1) No make-up next Monday (September 15). About half the class has a conflict, so it makes no sense to hold the session. Normal class both days next week. Make-ups TBD.
2) During our shadow-docket discussion, I forgot to mention the connection between the increase in stay petitions to SCOTUS and the increase in cert before judgment--the Court responds to a petition for a stay pending review to the court of appeals by treating it as (and granting) a petition for cert before judgment and taking up the entire case. See, for example, United States v. Texas. This also came up in Trump v. Boyle. The Court granted a stay in a firing case, based on a prior order in a firing case; Justice Kavanaugh concurred to argue the Court should have granted cert before judgment. Note that Kavanaugh's concurrence in CASA requires additional cert-before-judgment, because he insists that the Court must resolve the "interim" merits earlier in cases.
3) Shane asked for examples of the Court making a stay decision, then coming out the other way. The most prominent example of the Court staying the injunction but then affirming is Allen v. Milligan (a redistricting case from Alabama, on mandatory review of a 3-judge district court). Two examples of the Court refusing to stay the injunction but eventually reversing on the merits--Biden v. Texas and US v. Texas.
4) Point # 3 somewhat relates to another piece of the shadow docket controversy--whether the Court should write something to explain its stay decisions.

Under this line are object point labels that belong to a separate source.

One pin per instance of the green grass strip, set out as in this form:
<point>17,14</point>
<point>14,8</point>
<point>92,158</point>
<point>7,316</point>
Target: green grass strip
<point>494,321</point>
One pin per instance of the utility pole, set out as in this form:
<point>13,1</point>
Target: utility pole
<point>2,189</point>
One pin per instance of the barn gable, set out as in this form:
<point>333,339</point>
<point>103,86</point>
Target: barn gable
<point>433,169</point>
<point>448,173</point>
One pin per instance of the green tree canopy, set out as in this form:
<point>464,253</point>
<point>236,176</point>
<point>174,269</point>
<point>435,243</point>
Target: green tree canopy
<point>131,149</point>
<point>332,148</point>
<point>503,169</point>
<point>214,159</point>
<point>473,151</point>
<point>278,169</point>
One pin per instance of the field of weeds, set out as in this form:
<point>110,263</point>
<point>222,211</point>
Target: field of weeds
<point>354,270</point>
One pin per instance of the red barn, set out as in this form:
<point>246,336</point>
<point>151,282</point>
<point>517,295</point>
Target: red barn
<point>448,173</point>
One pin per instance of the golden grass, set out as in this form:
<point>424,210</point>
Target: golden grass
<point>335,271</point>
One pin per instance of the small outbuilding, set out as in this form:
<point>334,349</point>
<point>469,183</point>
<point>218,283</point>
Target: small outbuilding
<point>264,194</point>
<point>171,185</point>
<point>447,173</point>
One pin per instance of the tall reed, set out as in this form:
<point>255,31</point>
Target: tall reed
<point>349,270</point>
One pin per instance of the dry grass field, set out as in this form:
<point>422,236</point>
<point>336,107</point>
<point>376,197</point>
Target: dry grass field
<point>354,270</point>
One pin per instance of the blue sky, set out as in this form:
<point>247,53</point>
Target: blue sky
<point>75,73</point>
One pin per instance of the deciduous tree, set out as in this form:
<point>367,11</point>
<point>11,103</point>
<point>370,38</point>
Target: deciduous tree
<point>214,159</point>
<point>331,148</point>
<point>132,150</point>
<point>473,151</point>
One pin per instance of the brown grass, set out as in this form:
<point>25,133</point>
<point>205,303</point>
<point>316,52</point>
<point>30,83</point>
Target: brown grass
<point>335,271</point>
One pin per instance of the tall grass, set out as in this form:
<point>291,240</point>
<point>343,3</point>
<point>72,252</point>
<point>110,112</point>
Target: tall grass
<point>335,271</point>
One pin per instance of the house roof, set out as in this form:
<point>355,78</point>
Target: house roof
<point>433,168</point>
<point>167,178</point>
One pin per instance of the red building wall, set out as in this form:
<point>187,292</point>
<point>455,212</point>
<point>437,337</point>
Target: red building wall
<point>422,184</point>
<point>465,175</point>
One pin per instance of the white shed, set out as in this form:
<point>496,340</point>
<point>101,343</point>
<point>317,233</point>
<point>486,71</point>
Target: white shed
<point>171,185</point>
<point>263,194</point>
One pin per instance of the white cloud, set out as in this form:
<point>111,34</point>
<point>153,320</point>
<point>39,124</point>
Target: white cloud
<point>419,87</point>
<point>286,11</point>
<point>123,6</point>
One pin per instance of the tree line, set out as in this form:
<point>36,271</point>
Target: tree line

In Labrador v. Poe and in CASA, Justice Kavanaugh wrote concurrences to justify not writing--the concern that writing "locks" the Court into a position on the merits.
5) The Court granted the latest cert before judgment today, in the tariffs case (actually two consolidated cases). This involves consolidation of cases at different stages--plaintiffs sought cert before judgment in one case while the government sought cert from a Federal Circuit decision in the other.